Taking its name from the glittering epithet bestowed on 1920s New York, David Wallace's The Capital of the World presents an anecdotal history via the era's most salient public figures, including playwright Eugene O'Neill, satirist Dorothy Parker and aviation hero Charles Lindbergh. “From art and music to sports, New York represented a whole new lifestyle that fascinated the world,” says Wallace, who investigates the city’s cultural movements by shining a light on its most notable ambassadors: the Harlem Renaissance through blues legend Bessie Smith, modern dance via Martha Graham and American literature with F. Scott Fitzgerald. A longtime journalist for Life and People magazines, Wallace has previously explored Los Angeles's golden age in his books Lost Hollywood and Hollywoodland. NOWNESS contributor Chris Wallace chatted with his author father in his Palm Springs home. 

How did prohibition shape this generation?
For the first time in history, the majority of Americans were actively breaking the law. You could say that drinking and smoking, on the part of women, became a rebellion from their parents and the Victorian strictures that had gone before.
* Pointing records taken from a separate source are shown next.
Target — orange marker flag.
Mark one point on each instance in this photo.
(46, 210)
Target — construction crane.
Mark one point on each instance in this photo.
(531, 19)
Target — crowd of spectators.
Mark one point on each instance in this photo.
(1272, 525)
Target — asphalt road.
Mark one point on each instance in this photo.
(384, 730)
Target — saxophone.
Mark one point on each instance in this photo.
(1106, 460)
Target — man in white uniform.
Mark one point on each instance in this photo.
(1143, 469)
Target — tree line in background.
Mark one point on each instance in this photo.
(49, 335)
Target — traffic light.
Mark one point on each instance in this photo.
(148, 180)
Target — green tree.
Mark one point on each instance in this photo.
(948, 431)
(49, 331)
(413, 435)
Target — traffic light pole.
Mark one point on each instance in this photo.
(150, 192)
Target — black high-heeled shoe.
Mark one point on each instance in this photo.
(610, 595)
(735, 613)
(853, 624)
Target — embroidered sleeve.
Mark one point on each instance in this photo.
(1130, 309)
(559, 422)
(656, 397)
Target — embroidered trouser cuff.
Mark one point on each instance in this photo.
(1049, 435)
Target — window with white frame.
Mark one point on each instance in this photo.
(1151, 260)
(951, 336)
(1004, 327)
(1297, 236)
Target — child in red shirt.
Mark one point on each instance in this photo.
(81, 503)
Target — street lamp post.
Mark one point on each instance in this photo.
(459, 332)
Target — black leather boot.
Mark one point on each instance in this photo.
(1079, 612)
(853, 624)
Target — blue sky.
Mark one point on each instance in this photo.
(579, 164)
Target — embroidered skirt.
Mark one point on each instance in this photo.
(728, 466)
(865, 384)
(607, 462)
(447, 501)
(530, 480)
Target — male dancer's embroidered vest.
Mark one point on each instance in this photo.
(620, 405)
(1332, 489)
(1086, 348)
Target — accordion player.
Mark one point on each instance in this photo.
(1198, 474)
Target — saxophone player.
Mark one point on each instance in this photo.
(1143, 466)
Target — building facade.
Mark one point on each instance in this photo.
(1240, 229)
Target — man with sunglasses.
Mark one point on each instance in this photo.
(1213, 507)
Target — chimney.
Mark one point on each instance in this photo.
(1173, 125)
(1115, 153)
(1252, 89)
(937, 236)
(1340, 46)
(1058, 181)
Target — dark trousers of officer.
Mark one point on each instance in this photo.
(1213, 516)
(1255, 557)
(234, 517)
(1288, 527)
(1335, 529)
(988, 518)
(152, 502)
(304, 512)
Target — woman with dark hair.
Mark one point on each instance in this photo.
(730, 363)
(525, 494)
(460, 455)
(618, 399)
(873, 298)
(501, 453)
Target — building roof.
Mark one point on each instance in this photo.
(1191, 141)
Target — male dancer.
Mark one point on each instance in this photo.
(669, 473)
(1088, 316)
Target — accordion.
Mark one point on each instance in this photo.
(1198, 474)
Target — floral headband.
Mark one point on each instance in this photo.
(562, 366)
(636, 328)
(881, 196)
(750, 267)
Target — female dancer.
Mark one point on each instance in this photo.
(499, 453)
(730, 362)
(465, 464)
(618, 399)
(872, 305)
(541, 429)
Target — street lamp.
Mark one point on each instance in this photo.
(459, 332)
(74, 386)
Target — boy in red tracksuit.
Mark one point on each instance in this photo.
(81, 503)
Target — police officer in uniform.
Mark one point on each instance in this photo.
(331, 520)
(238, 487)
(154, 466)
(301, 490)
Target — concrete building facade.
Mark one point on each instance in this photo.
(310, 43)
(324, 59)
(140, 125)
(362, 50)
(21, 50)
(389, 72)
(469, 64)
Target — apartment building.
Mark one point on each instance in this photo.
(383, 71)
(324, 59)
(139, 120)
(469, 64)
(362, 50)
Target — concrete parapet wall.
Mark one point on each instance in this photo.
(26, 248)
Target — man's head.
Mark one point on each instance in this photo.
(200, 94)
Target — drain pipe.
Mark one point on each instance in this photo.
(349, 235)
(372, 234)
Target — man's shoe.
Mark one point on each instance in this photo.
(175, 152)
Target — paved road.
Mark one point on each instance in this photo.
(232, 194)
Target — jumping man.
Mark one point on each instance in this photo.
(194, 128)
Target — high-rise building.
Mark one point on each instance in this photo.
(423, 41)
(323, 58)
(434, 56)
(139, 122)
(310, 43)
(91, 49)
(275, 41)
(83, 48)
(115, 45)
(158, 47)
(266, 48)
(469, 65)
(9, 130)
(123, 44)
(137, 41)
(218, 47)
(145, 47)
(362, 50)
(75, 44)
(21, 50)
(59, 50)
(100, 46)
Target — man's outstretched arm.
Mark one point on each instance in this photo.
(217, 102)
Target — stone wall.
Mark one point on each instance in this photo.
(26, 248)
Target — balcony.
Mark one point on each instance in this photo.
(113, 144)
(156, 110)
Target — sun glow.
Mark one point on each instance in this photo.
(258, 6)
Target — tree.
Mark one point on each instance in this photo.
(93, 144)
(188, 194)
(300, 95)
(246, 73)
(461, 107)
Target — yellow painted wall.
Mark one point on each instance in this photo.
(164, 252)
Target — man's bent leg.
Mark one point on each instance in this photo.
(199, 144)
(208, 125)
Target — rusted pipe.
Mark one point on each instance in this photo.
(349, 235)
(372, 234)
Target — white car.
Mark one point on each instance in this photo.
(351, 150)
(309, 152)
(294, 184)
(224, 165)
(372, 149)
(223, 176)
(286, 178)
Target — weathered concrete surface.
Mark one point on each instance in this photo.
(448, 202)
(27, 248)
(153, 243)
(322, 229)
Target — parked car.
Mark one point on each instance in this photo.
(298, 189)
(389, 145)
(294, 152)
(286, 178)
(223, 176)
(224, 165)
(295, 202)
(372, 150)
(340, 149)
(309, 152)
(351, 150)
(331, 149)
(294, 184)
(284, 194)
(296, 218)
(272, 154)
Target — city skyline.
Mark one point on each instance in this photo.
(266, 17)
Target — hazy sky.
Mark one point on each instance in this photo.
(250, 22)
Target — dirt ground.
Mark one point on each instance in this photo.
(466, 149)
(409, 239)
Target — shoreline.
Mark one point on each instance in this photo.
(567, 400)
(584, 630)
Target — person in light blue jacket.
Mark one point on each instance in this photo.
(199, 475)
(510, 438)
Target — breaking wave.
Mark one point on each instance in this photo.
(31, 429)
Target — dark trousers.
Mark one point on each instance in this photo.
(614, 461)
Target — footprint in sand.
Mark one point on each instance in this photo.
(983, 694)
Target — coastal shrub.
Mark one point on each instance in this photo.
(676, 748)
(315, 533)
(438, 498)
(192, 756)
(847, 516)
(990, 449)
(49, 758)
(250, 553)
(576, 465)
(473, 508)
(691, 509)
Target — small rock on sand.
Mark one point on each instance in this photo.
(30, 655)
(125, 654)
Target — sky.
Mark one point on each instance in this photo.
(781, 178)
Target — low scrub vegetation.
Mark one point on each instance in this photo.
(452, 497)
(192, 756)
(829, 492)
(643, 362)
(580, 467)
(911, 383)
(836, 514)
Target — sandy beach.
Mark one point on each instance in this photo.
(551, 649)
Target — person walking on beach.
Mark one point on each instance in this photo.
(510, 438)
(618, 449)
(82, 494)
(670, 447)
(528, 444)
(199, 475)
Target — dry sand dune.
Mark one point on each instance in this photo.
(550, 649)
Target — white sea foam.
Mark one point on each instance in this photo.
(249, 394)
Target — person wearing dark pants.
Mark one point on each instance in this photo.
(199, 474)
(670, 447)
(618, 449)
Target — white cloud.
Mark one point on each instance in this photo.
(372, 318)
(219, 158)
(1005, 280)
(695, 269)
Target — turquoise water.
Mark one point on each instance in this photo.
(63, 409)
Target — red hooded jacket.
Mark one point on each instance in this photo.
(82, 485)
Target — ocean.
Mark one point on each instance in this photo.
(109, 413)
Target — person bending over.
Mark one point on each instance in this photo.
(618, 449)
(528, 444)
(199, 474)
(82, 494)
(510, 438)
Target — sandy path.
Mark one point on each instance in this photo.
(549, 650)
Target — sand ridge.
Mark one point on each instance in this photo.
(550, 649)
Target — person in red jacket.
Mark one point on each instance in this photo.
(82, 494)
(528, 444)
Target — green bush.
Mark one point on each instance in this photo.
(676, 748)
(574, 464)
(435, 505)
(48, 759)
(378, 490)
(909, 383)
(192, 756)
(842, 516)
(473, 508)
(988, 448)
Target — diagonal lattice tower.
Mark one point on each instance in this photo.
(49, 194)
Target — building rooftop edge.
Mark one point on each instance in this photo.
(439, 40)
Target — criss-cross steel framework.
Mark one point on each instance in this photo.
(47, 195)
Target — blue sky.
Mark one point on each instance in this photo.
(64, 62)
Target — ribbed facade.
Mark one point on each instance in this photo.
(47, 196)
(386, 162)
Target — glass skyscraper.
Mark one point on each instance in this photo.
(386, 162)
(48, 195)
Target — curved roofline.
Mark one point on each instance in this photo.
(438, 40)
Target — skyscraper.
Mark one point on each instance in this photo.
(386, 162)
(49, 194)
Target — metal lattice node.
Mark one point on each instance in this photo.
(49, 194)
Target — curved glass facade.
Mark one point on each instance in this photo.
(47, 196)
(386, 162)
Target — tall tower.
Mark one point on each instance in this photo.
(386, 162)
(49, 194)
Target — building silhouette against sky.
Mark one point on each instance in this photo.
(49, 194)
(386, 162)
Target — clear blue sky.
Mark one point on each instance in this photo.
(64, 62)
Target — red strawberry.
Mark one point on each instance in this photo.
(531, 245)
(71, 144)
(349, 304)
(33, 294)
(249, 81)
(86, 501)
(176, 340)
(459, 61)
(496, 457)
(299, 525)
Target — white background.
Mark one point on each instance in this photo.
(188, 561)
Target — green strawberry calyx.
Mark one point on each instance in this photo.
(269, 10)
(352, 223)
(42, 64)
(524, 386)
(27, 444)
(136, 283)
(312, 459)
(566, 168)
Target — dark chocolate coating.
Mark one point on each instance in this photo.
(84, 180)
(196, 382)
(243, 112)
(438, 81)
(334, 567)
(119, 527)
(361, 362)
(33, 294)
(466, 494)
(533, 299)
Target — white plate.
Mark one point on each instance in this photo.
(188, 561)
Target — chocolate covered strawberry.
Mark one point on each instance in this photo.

This was a cultural revolution led by youth. The kings of crime—Charles “Lucky” Luciano, for example—became folk heroes by bringing liquor to the people. They weren’t Robin Hood, but, in a sense, they were.

Who were some of the era’s other heroes?
Babe Ruth. He changed the entire game of baseball. Before he started hitting home runs, literally out of the park, it was a low-scoring game. But, suddenly, it had to become a high-scoring game and he was responsible.

That near-mythical level of fame seems impossible to grasp now—was the world just smaller then?
The world was smaller in the sense that it was easier for a bunch of wisecracking New Yorkers—I’m talking about the [Algonquin Hotel] Round Table crowd—to make headlines across the country. The rest of the country was largely rural until two things happened in the 20s: the evolution of the automobile, and radio. Now, at the turn of the dial, people whose worlds were no bigger than their small town were tuning in to world events. This brought a great deal of sophistication to America. But it was in that small world that people like Dorothy Parker could really shine. Polly Adler wasn’t the only madam in town but she made herself the number one madam through her personality and showmanship.

Who among these personalities is your favorite?
Jimmy Walker worked harder than any mayor before him. He was more widely quoted and more loved than probably any mayor before or since—even though people had to overlook certain unpleasant elements about him, because he came on as an everyman who succeeded. He drove a $200,000 (in today’s money) car—or, rather, he was driven; he had 70 custom-made suits; he dressed very dapperly. He was Mr. New York. My next favorite is everybody’s favorite, Dorothy Parker. I mean, what a mouth she had. She’s the person I wish lived next door. 

Is glamour still alive?
Oh sure. If New York was the capital in the 20s, Hollywood quickly became the center in the 30s, and still is.